Heat Convection

1. Sep 13, 2014

swiftmatt

1. The problem statement, all variables and given/known data

Heat is convected away from an object at the rate given by the following formula:

ΔQ / Δt = h*A*ΔT

Calculate the rate of convective heat loss in watts for an unclothed person standing in air at 23°C. Assume that the skin temperature is 34°C and that the body surface area is 1.5m2. Calculate for the following air speed: h = 12 w/m2 - °C ; air speed = 1m / sec.

(h is a coefficient that depends on the shape and the orientation of the object.)

2. Relevant equations

ΔQ / Δt = h*A*ΔT

3. The attempt at a solution

Our teacher gave us this a problem to work on at home. Before solving, I tried to find all my known variables, but I don't understand where I would get some of the values of these variables from the above information. This includes the difference in time. Any help and explanation on this problem would be very helpful. I was given 3 more values to plug in for h and wind speed, so If I learn how to do this one, I'm sure I can figure out the rest of them.

2. Sep 13, 2014

haruspex

There is no specific time period. You are asked for a rate. In fact, the left hand side of your equation should really be dQ/dt (the instantaneous rate of heat loss), not ΔQ/Δt (which would be the average rate of heat loss over a period Δt).
There seems to be something missing in your equation on the right hand side.

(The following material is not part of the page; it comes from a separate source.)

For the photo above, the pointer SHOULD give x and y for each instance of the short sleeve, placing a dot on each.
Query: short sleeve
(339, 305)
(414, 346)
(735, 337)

There's no variable for the air speed. On the other hand, h is given as Wm-2C-1. This implies h already has the affect of the air speed factored in, so I don't know why you are given it as a separate data value.

3. Sep 13, 2014

CWatters

dQ/dt (or ΔQ/Δt) is "change in Energy"/"change in Time" which is the Power (in Watts). So the equation is really..

Power = h*A*ΔT

In case it's not obvious the ΔT part is the difference between air and body temperature. So you appear to have all you need.

I agree with Haruspex that the air speed info appears to be superfluous. You can find the equation elsewhere on the web and the units given are the same (eg h is the heat transfer coefficient in W/(m2K). Perhaps check the question you posted is word for word correct.

4. Sep 13, 2014

CWatters

Ok I just spotted this bit.

It looks like h depends on the wind speed as he's given you four values of wind speed and the corresponding value of h.

So run the equation four times, with each value of h. That will give you four wind speeds (supplied in the problem) and four values for the Power (that you calculate).

For extra credit plot a graph of wind speed vs Power.

5. Sep 13, 2014

Staff: Mentor

In heat transfer analysis, we don't refer to it as the power. The terminology we use is what your teacher used, the rate of convective heat loss.

6. Sep 13, 2014

swiftmatt

Using P = h*A*ΔT, given:

h = 12
A = 1.5
ΔT = -11, (23 - 34)

P = -99

However, I am confused about my units. I see that Chestermiller says Power doesn't exactly correlate to heat transfer, and when I look at my units of measure, I get the following:

P = h*A*ΔT

(watts) = (watts*m2*°C) / (m2 - °C)

The terms on the left side don't match the terms on the right side? Or maybe I am looking at something wrong? If it helps, here are the other h and air speeds he gave us for the problem.

h = 6 w/m2 - °C ; air speed = still
h = 28 w/m2 - °C ; air speed = 5 m / sec.

7. Sep 13, 2014

Staff: Mentor

That's not what I said. What I said was the Power is not the conventional term that is used in practice to describe rate of heat flow. Rate of heat flow also has units of W, however.

Chet

8. Sep 13, 2014

swiftmatt

I understand what you mean. In any case, I still don't understand the difference in terms (left side not corresponding to the right side). I'm also curious if my answer is correct.

9. Sep 13, 2014

Staff: Mentor

I get $(12\frac{W}{m^2C})(1.5m^2)(34C-23C)$=198 W (rate of heat loss).

Chet

10. Sep 13, 2014

swiftmatt

delete.

Last edited: Sep 13, 2014
11. Sep 13, 2014

swiftmatt

I plugged in the wrong h and thinking i was getting the result for another h. Thanks again Chestermiller. Great explanation. This thread can be closed.